Heart Beat August 2011 Issue

Heart Beat: August 2011


Angiotensin receptor blockers (ARBs), a commonly used class of blood pressure medications, do not increase cancer risk, according to a one-year safety review conducted by the U.S. Food and Drug Administration (FDA). The FDA, prompted by a 2010 study that suggested a small risk associated with ARBs, analyzed the data from more than 155,000 patients in 31 randomized clinical trials. ARBs are primarily used to treat hypertension, but also heart failure, cardiovascular risk reduction and diabetic kidney disease. ARBs include valsartan (Diovan), losartan (Cozaar), and irbesartan (Avapro). The FDA, in addition to ruling out an increased cancer risk associated with ARBs, also reminded patients not to stop taking their anti-hypertensive medications without first consulting with their doctors. ARBs work by reducing the presence of a chemical that causes the muscles around blood vessels to constrict, thus narrowing the vessels and increasing blood pressure. ARBs are commonly used to treat hypertension in patients with heart failure and kidney disease, as well as patients with an enlarged heart.

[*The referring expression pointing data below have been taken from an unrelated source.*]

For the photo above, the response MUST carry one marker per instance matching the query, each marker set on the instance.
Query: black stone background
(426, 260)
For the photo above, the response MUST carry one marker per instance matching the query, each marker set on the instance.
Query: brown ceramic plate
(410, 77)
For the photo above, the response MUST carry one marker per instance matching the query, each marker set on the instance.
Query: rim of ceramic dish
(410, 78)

Open-heart aortic valve replacement surgery and a less invasive catheter-based procedure have similar one-year survival rates in high-risk patients. A study presented June 5 at the Transcatheter Valve Therapies meeting found that a ballon-expandable transcatheter valve replacement procedure in patients at high risk for surgery is just as safe and effective as surgery that requires opening up the chest. Transcatheter valve procedures take about 90 minutes, while open heart surgery can take four to six hours. Patients may be classified as high risk for surgery if they are especially frail or have other medical conditions that would put them at great risk if they were on a heart-lung machine. Aortic valve replacement treats severe aortic stenosis, a condition in which the valve restricts blood flow into the bodyís largest artery.

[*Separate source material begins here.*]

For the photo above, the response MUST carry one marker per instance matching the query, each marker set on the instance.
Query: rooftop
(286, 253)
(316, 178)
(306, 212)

Many patients with hypertension require multiple medications to lower their blood pressure. In some, however, no number of medications does the trick. For these patients, a solution might lie in a small device that emits electrical impulses, tricking the body into thinking blood pressure has spiked and rallying its forces to lower it. In a study of 265 patients with blood pressure readings of 160/80 mm Hg and higher despite three or more hypertension medications, the device produced systolic pressures of 140 mm Hg or less in 41 percent after six months and in 54 percent after 12 months. At the annual meeting of the American College of Cardiology in April 2011, the researchers explained that 88 percent of study participants responded to the device, which produced a 35 mm Hg drop in blood pressure and, they noted, a decrease in the size of the left ventricle, indicating reduced risk of heart failure.

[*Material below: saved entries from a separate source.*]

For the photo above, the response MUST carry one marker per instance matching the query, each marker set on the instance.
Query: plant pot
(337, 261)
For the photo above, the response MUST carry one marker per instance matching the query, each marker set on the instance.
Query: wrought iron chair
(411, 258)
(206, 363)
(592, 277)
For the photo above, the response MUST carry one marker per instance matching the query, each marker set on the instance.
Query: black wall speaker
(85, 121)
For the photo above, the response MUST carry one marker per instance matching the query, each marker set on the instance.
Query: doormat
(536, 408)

A program of regular exercise proved superior to beta blockers in treating and even curing an unusual heart condition called Postural Orthostatic Tachycardia Syndrome (POTS). The condition, in which a patientís heart is smaller than it should be, is also known as "Grinch Syndrome" after the Dr. Seuss story "The Grinch Who Stole Christmas," which featured a character whose heart was "two sizes too small." A study comparing the effects of exercise and beta blockers was published in the June issue of Hypertension: Journal of the American Heart Association. POTS is characterized by a rapidly increasing heartbeat, particularly when a patient moves from a prone position to standing upright. Lightheadedness can also accompany this condition, which primarily affects women. The exercise program in the study initially had patients exercising in seated position, such as rowing or using a recumbent bike. From there, patients gradually started exercising in an upright position. Researchers noted that regular exercise would have to be maintained by POTS patients for the improved heart function to continue through life.